Furthermore, we support infrastructure-development projects, enabling countries to build the roads, bridges, and ports that link traders to markets. For example, a $1.8 billion highway project in Kazakhstan is facilitating trade-related transport across the country, stimulating the economies of the country’s poorest provinces, and creating more than 30,000 jobs. In Nepal, the Bank is financing reconstruction of the steep, dangerous, and busy road that carries most of the country’s exports to India, and it is supporting the government’s efforts to connect some of the country’s remotest districts to the main road network.

The World Bank also helps countries to establish clear customs rules that more effectively protect traders from inconsistent treatment or solicitations for bribes. And we are working to address costly border inefficiencies. For example, we are helping to simplify and modernize trade procedures through Cameroon’s Douala port, and we have helped the government of Laos to establish an online portal that provides traders with access to all relevant laws, procedures, schedules, and forms from border-management agencies.

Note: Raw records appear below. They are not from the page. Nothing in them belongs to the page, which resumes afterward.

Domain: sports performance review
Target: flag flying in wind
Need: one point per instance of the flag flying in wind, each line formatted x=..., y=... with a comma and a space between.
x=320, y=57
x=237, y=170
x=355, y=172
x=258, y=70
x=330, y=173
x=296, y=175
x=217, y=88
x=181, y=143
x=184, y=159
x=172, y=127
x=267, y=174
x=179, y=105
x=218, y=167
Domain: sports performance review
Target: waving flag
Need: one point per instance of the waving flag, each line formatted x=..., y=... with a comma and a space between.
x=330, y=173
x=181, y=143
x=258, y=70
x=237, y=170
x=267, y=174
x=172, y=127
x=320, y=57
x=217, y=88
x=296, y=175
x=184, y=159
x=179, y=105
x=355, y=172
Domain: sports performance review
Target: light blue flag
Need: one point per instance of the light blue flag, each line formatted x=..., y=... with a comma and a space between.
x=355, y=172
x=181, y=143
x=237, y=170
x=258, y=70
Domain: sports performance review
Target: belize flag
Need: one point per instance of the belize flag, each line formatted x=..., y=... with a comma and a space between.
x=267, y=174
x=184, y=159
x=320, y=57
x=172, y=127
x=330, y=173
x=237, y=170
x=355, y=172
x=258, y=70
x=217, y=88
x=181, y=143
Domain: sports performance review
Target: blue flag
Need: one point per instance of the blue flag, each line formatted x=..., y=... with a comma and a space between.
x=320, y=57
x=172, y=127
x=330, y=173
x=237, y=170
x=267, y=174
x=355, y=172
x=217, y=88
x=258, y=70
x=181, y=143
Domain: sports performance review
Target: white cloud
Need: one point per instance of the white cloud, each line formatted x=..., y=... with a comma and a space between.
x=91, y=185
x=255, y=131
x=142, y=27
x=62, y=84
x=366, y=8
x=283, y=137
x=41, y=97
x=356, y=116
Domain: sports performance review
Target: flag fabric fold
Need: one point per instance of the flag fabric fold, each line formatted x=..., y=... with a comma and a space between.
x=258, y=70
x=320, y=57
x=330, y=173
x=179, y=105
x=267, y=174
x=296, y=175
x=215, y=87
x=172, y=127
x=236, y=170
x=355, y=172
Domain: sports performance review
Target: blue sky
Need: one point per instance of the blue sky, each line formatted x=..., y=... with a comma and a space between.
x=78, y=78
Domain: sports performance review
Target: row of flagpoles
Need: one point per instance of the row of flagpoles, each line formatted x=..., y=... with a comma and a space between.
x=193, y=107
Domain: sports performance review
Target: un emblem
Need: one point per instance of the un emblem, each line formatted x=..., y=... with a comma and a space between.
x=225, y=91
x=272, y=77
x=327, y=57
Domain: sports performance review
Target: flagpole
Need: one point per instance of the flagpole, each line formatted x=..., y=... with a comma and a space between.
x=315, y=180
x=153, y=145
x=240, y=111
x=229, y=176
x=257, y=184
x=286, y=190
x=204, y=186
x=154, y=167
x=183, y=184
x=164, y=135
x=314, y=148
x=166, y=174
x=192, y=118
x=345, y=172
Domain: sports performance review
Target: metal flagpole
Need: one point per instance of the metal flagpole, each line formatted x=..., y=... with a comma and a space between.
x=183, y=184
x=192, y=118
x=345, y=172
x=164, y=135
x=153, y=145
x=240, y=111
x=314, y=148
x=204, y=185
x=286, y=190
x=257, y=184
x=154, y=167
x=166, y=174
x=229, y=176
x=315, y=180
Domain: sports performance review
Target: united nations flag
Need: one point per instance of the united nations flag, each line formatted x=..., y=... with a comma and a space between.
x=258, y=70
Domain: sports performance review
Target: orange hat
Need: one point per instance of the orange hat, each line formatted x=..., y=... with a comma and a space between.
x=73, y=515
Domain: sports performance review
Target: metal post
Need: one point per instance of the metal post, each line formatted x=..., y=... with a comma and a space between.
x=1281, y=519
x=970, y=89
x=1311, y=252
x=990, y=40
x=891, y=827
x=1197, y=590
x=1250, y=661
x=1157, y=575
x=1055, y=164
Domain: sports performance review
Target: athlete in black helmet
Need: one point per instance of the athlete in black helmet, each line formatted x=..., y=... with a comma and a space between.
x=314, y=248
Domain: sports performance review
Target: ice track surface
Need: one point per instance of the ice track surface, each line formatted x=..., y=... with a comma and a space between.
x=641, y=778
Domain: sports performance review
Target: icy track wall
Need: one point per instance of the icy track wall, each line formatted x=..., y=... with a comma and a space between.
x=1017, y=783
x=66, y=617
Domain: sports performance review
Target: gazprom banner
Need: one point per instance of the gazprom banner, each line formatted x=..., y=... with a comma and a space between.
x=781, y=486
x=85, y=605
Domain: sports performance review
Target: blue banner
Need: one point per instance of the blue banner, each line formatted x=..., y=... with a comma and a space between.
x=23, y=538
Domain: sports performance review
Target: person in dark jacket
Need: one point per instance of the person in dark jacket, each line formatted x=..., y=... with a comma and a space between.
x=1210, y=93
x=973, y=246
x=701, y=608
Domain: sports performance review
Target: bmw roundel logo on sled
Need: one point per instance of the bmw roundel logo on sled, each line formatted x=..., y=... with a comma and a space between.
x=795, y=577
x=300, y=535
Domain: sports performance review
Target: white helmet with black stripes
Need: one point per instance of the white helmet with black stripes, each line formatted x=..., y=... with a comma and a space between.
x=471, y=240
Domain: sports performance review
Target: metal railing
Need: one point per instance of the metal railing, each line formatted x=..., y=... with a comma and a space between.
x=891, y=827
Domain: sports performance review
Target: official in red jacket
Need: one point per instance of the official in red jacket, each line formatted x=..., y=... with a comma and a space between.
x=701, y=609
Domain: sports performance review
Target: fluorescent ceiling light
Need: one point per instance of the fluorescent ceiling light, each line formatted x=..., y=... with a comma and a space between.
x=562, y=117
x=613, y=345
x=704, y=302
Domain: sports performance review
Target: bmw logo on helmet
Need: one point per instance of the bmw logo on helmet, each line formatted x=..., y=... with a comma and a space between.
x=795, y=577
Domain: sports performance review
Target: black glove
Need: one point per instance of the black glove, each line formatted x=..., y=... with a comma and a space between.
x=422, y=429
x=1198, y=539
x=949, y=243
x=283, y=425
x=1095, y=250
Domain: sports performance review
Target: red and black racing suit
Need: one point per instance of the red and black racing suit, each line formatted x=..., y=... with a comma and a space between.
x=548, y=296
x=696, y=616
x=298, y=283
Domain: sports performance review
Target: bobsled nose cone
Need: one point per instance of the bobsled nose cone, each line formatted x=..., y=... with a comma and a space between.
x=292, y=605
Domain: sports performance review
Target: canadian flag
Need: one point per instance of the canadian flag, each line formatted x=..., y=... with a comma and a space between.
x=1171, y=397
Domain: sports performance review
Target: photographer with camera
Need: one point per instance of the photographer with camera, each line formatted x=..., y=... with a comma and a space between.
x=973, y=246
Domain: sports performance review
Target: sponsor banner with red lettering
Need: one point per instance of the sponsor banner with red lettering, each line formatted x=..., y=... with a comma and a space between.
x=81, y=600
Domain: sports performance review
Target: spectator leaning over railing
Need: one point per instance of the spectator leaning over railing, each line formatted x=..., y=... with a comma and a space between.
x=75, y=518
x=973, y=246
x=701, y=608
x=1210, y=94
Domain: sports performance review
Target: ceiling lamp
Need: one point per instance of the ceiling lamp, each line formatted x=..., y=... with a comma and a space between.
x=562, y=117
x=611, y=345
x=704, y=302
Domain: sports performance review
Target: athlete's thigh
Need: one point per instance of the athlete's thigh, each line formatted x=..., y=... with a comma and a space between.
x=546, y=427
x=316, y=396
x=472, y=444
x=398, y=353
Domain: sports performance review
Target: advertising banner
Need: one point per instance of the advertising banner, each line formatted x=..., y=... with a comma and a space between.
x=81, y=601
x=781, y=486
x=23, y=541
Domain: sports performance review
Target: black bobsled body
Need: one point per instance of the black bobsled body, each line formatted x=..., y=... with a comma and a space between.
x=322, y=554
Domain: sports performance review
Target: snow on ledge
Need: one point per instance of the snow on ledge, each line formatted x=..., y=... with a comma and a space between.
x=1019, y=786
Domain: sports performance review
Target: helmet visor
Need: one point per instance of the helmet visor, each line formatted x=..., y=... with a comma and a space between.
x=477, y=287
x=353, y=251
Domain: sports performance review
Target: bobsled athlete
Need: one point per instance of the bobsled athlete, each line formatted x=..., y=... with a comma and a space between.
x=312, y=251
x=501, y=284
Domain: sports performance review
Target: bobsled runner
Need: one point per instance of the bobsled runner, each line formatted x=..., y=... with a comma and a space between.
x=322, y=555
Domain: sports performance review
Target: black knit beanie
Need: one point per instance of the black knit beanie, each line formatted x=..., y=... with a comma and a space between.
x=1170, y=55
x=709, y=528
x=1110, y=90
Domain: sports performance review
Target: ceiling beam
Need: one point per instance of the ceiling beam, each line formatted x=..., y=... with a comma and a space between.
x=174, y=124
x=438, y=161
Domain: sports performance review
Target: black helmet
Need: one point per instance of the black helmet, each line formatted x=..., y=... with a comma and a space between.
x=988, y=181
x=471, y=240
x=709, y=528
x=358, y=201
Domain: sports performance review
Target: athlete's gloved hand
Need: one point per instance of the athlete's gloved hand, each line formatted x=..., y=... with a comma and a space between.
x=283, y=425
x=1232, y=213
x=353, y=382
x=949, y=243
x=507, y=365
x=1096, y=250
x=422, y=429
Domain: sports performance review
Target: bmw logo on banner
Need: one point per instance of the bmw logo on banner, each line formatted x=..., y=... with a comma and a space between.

Moreover, since 2010, the International Finance Corporation, the Bank’s private-sector lending arm, has been promoting the integration of small and medium-size enterprises into global supply chains by increasing their access to capital. The $500 million Global Trade Supplier Finance program, a joint investment and advisory initiative, is currently providing short-term finance to thousands of emerging-market SMEs.

In order to maximize the impact of such initiatives, world leaders should cooperate to build and maintain an open trading system. The WTO’s Bali conference provided an important opportunity to develop a new trade-facilitation agreement that expedites the movement, release, and clearance of goods at border stations; clarifies and improves trade-related rules; enhances technical assistance; and encourages cooperation among border-control agencies.

Mahmoud Mohieldin is the World Bank President’s Special Envoy.